From the analysis of the levels of the variables under investigation, the following useful conclusions can be found: There is a convergence of the level of tax capacity (as a percentage of GDP), the time of compliance and the level of the tax rates of the European economies. On the contrary, significant discrepancies are observed regarding the growth rate of GDP, tax buoyancy, the control of corruption and the hit rate of tax audits. In addition, common European dynamics are identified in matters of governmental efficiency, adherence to the rules of law, political stability and the quality of institutions.
5. Empirical Results
Since the presentation of the criteria individually does not help to determine the position of each economy, the multi-criteria methodology based on the PROMETHEE II method was used to rank the countries on the basis of an overall assessment index which takes into account all of the criteria and indicators mentioned above.
Table 4 shows the score and ranking of the European economies under investigation resulting from the application of the PROMETHEE II method with regard to the importance of the 13 criteria mentioned above.
From the ranking of the European economies, the following emerges: Denmark is in the 1st position, which is mainly due to the increased tax effort, the high GDP per capita of the economy, the high efficiency of the government, the increased level of quality of the country’s institutions and political stability, the strong commitment to the rule of law, the low level of tax rates, the high hit rates of tax audits and the shorter time needed to fulfill the tax obligations of companies, combined with the fact that it does not particularly lag behind in the other criteria. The economies of Sweden and the Netherlands rank second and third, respectively, due to their remarkable performance in most criteria, compared to the economies of the other countries, such as the hit rate of tax audits, government efficiency, political stability, quality of institutions, adherence to the rule of law and per capita income. Ireland’s economy is in a very good position with a score above 0.40, while the economies of Germany, Austria and Estonia could be considered as an intermediate ranking group, with an overall positive score above 0.10. The good ranking of these countries is justified by their high performance on some indicators and their low performance on others. For example, Ireland presents the highest tax capacity and tax effort and the highest per capita income and growth rate, while performing well on other criteria such as the quality of institutions, tax compliance time and government effectiveness. Also, Germany’s economy records satisfactory (but moderate) performance in the majority of criteria but low values in tax compliance time and growth rate.
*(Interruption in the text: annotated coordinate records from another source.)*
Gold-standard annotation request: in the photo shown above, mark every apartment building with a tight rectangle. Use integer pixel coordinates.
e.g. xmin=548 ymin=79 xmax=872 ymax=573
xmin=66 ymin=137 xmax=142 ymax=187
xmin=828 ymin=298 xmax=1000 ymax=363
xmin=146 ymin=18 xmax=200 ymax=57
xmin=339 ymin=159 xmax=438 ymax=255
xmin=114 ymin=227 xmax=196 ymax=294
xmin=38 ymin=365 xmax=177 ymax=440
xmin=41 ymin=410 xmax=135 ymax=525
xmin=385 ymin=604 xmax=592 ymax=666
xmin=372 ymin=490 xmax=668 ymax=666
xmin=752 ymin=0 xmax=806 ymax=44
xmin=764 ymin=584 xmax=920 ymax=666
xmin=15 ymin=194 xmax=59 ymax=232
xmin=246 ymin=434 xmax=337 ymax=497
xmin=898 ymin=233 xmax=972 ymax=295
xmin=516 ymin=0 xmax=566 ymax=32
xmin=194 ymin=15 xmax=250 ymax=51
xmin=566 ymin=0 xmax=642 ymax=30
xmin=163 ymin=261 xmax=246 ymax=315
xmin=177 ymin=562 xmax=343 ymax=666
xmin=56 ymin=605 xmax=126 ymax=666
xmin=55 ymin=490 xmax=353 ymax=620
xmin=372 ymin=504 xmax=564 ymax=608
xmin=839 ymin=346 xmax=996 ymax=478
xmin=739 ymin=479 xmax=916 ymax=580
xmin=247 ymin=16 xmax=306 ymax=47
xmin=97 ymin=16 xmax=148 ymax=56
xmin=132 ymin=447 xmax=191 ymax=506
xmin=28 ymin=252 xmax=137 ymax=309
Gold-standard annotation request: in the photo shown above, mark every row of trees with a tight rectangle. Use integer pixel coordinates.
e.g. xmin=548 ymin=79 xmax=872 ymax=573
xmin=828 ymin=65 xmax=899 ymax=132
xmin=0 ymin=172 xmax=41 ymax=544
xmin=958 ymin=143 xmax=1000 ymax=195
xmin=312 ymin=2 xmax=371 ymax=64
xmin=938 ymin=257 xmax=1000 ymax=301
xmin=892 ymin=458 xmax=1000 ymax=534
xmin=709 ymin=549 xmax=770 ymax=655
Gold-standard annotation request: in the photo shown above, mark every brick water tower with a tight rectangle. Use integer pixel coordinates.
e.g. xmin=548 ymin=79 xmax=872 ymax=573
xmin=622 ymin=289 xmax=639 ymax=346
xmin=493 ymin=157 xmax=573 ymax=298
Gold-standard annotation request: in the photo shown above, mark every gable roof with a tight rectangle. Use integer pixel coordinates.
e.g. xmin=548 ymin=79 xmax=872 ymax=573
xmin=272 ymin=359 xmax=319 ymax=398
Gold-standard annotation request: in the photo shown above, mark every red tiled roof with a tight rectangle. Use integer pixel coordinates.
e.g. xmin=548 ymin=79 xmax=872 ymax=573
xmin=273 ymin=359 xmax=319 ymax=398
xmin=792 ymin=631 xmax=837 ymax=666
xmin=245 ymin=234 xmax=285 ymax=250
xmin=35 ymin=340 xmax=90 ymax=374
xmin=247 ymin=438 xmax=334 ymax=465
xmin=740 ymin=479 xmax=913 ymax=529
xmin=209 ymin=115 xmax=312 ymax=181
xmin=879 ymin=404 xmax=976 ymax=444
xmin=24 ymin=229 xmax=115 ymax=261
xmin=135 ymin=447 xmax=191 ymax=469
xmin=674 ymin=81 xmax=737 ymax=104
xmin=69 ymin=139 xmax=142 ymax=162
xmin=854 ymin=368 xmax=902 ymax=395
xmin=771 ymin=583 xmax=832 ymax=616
Greece is ranked last, which is justified by its particularly low performance in a large number of criteria, such as the level of government effectiveness (19th position), the quality of institutions (21st position), political stability (21st position), adherence to the rules of law (20th position), low tax capacity (21st position), high tax rates (19th position) and the increased time required to fulfill the tax obligations of businesses. The economies of Bulgaria and Italy are also ranked at the bottom, and their ranking is justified by their respective performances in the majority of the individual criteria. In particular, Bulgaria has the lowest GDP per capita, the lowest value of the index of adherence to the rules of law and the worst time of tax compliance of enterprises, while it is in the lowest positions in terms of the quality of institutions (19th position), government efficiency (20th position) and tax capacity (20th position). Also, Italy, despite a very good performance in the area of tax audits (1st position), shows the lowest growth rate, the lowest value in the indicators of the quality of institutions and tax capacity and the highest tax rates, while at the same time showing a high time for tax compliance (18th position). At this point, we should mention that the ranking of some countries in the last positions does not necessarily mean that they are facing problems, since the purpose of this multi-criteria method is not to evaluate economies in order to divide them into more and less efficient ones, but to rank them on the basis of a comparison between them, taking into account, at the same time, all of the evaluation criteria.
6. Discussion
The range of performance scores of the examined economies indicates a strong differentiation of the institutional and tax environment for businesses and thus significant differences within the EU economies. As shown in
Figure 1 below, in which the efficiency scores of
Table 4 are presented, there is a significant dispersion of the values of the economies’ performance scores in the area of the business environment, which indicates significant differences between economies at the institutional and tax level, despite the efforts to develop and implement convergence policies between economies. In particular, it is observed that ten economies have a positive efficiency score and only four economies have a score above 0.40. The remaining eleven countries surveyed have negative scores, of which five countries have scores below −0.2. The standard deviation of the values of the efficiency scores is determined to be 0.268 points and the range of the efficiency scores is from −0.4510 to 0.4784 points.
The above evidence reveals the existence of significant fiscal and institutional differences between the EU economies under investigation, regarding the development of entrepreneurship, mainly due to the size of the economy, institutions, history, economic crises in each country (e.g., Greece) and a wide range of disparate policy recommendations, reflecting asymmetric policy responses. These institutional differences in EU economies can negatively affect the level of productive entrepreneurship as they create a culture of aversion to healthy entrepreneurship and skepticism towards entrepreneurs, limiting the results of start-up programs and creating poor perceptions of business opportunities and entrepreneurship initiatives.
7. Conclusions
The purpose of this investigation was to assess the level of the institutional and fiscal environment for the development of entrepreneurship in 21 European economies, with the help of multi-criteria analysis and, in particular, with the use of the PROMETHEE II method, and their ranking based on thirteen evaluation criteria. The results of the method showed Denmark as the best performing economy, followed by the economies of Sweden and the Netherlands.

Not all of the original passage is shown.